La Corte Suprema degli Stati Uniti ha sostenuto le clausole di selezione del foro in diverse occasioni e ha suggerito che dovrebbero essere generalmente applicate. Vedi The Bremen v. Zapata Off-Shore Company, 407 U.S. 1 (1972); Carnival Cruise Lines, Inc. v. Shute, 499 U.S. 585 (1991). I casi Bremen e Carnival Cruise, tuttavia, sono sorti sotto la giurisdizione dell’ammiragliato della Corte, non sotto la giurisdizione della diversità di cittadinanza.
Un tribunale negli Stati Uniti non onorerà necessariamente una semplice clausola di scelta del foro, mentre è probabile che rispetti una clausola che indica un foro specifico con l’espressa esclusione di altri. Due sentenze d’appello dell’ottobre 2011 illustrano la differenza. Nel caso Future Industries of America contro Advanced UV Light GmbH, 10-3928, la Corte d’Appello degli Stati Uniti per il Secondo Circuito di New York ha affermato il rigetto di una causa che ha mandato le parti in Germania perché la clausola di selezione del foro ha reso i tribunali tedeschi il foro esclusivo. Al contrario, la stessa corte in Global Seafood Inc. contro Bantry Bay Mussels Ltd., 08-1358, ha affermato il rifiuto del tribunale inferiore di rinviare le parti in Irlanda perché la clausola non era esclusiva, e la controversia continua in America.
Lo stato di New York ha uno statuto che si occupa espressamente di quelle circostanze in cui un tribunale di New York non può respingere una causa per motivi di forum non conveniens se il contratto delle parti prevede che la sede concordata sia un tribunale di New York e se la transazione ha coinvolto un importo superiore a 1 milione di dollari.
Al momento, sta emergendo una spaccatura della Corte di Circuito degli Stati Uniti sul fatto che le clausole di selezione del foro in un contratto sostituiscano le clausole di arbitrato preesistenti nelle regole di affiliazione, come la FINRA.
Questioni specificheModifica
Statuti societari: Prima del 2010, era insolito per le società americane inserire clausole di selezione del foro nei loro statuti. Ma la situazione è cambiata. Esaminando la giurisprudenza nel 2015, Bonnie Roe, Daniel Tabak e Jonathan Hofer hanno sostenuto (in Lexology) che le clausole di selezione del foro sono diventate una parte consolidata della governance aziendale in pochi anni. La loro conclusione è che un consiglio di amministrazione che adotta un regolamento di selezione del foro “può ragionevolmente aspettarsi” che il regolamento sarà applicato.

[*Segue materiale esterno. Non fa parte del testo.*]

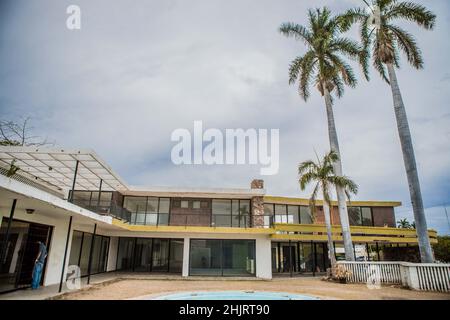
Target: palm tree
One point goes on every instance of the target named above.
(385, 40)
(323, 175)
(324, 66)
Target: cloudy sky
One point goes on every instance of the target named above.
(137, 70)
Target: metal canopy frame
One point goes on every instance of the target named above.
(57, 167)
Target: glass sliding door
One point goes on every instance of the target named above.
(160, 255)
(143, 255)
(222, 258)
(125, 254)
(238, 257)
(176, 256)
(206, 258)
(150, 255)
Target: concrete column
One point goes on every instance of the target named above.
(263, 258)
(186, 245)
(56, 252)
(112, 253)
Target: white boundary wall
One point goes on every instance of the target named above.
(417, 276)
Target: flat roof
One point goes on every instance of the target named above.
(305, 201)
(193, 192)
(56, 166)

Contratti di consumo: L’applicabilità delle clausole di scelta del foro nel campo dei consumatori è controversa. Molti oppositori dell’applicazione sostengono che i contratti che includono tale clausola di selezione del foro sono contratti di “adesione”. Questa posizione è ben riassunta in un articolo del Chicago-Kent Law Review di Marty Gould, che sostiene che, a differenza della maggior parte dei tribunali federali – che hanno applicato tali clausole nel contesto dei consumatori – un tribunale statale dell’Illinois ha correttamente rifiutato l’applicazione in relazione a un reclamo relativo a un contratto di servizio di incontri online. I sostenitori dell’applicabilità si oppongono all’affermazione di “adesione”.
Campo di applicazione di una clausola di selezione del foro: I tribunali sono spesso chiamati a determinare se una clausola del foro copre tutte le parti (compresi i non firmatari) di una transazione. Molti tribunali risolvono la questione della portata applicando il test dello “stretto collegamento”. Si veda ad esempio Manetti-Farrow, Inc. contro Gucci America, Inc. e Roby contro Lloyd’s. Scrivendo in International Aspects of U.S. Litigation, Eric Sherby sostiene che la maggior parte dei tribunali che hanno affrontato la questione hanno sorvolato sulla natura circolare dell’accertamento della “stretta correlazione” e che anche quelle poche decisioni giudiziarie che dimostrano una consapevolezza del problema della circolarità sono cadute nella trappola del ragionamento circolare.
Discussioni su franchigie e concessionari: Un certo numero di stati americani hanno emanato statuti che richiedono ai franchisor di accettare di litigare con i franchisee nello stato. Questi stati includono California, Wisconsin e New Jersey. Anche se non tutti questi statuti contengono un linguaggio di esclusività, la giurisprudenza ha generalmente interpretato questi statuti come invalidanti le clausole contrattuali che richiedono che le controversie siano risolte fuori dallo stato di origine del franchisee.